HIPAA Policy | Become Health

HIPAA Authorization for Phi Use or Disclosure

Authorization for Use or Disclosure of Information

I hereby authorize the use and/or disclosure of my “Protected Health Information” (as defined in the Health Insurance Portability and Accountability Act of 1996, as amended (“HIPAA”)) as described below. I understand that this authorization is voluntary. 

I understand that once the authorized organization or person receives this information, then it may be subject to re-disclosure by the recipient and may no longer be protected by federal privacy laws. 

1. Information to Be Used and/or Disclosed and to Whom.

  • Name of individual whose PHI is the subject of this authorization

Individual’s date of birth

  • Name or other specific identification of person(s) or organization(s) authorized to use and/or disclose the Protected Health Information: Become Health, LLC 

  • Specific description of PHI to be used and/or disclosed: Referrals and Prior Authorizations as needed to care for the individual's health.

2. Voluntary and Revocable Authorization.

I understand that this authorization is voluntary and I may refuse to sign it.
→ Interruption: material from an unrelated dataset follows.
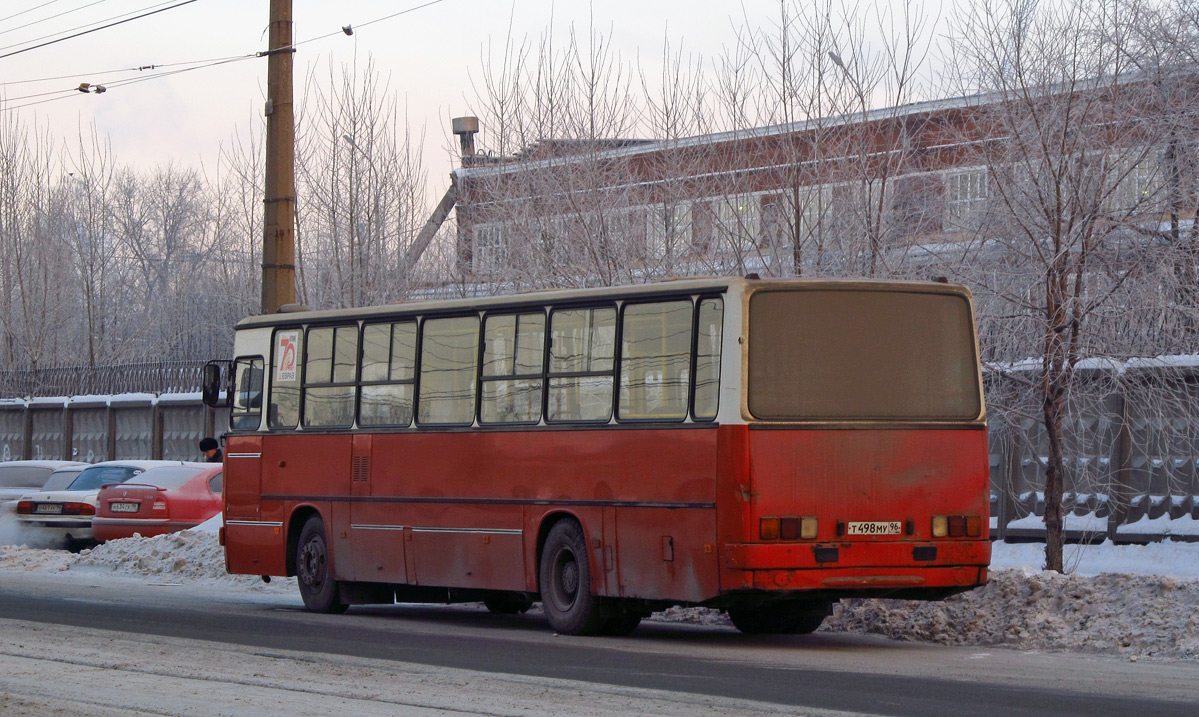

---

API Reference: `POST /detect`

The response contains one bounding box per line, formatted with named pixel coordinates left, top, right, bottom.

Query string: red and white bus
left=206, top=278, right=990, bottom=634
I acknowledge that I have the right to revoke this authorization at any time by contacting the Plan’s HIPAA Privacy Official. I understand that my revocation must be in writing. I also understand that my revocation will be valid except to the extent that the person(s) or organization(s) authorized to make the requested use and/or disclosure have taken action in reliance on the authorization before it is revoked.

For more information on how to revoke this authorization, contact the Plan’s HIPAA Privacy Official at Become Health, Attn: Privacy Officer, 3538 S Highland Dr, Millcreek, UT 84106.

By writing my signature for approval of this document, I acknowledge and affirm the statements in this authorization form and acknowledge that I have the right to request copy of the signed form.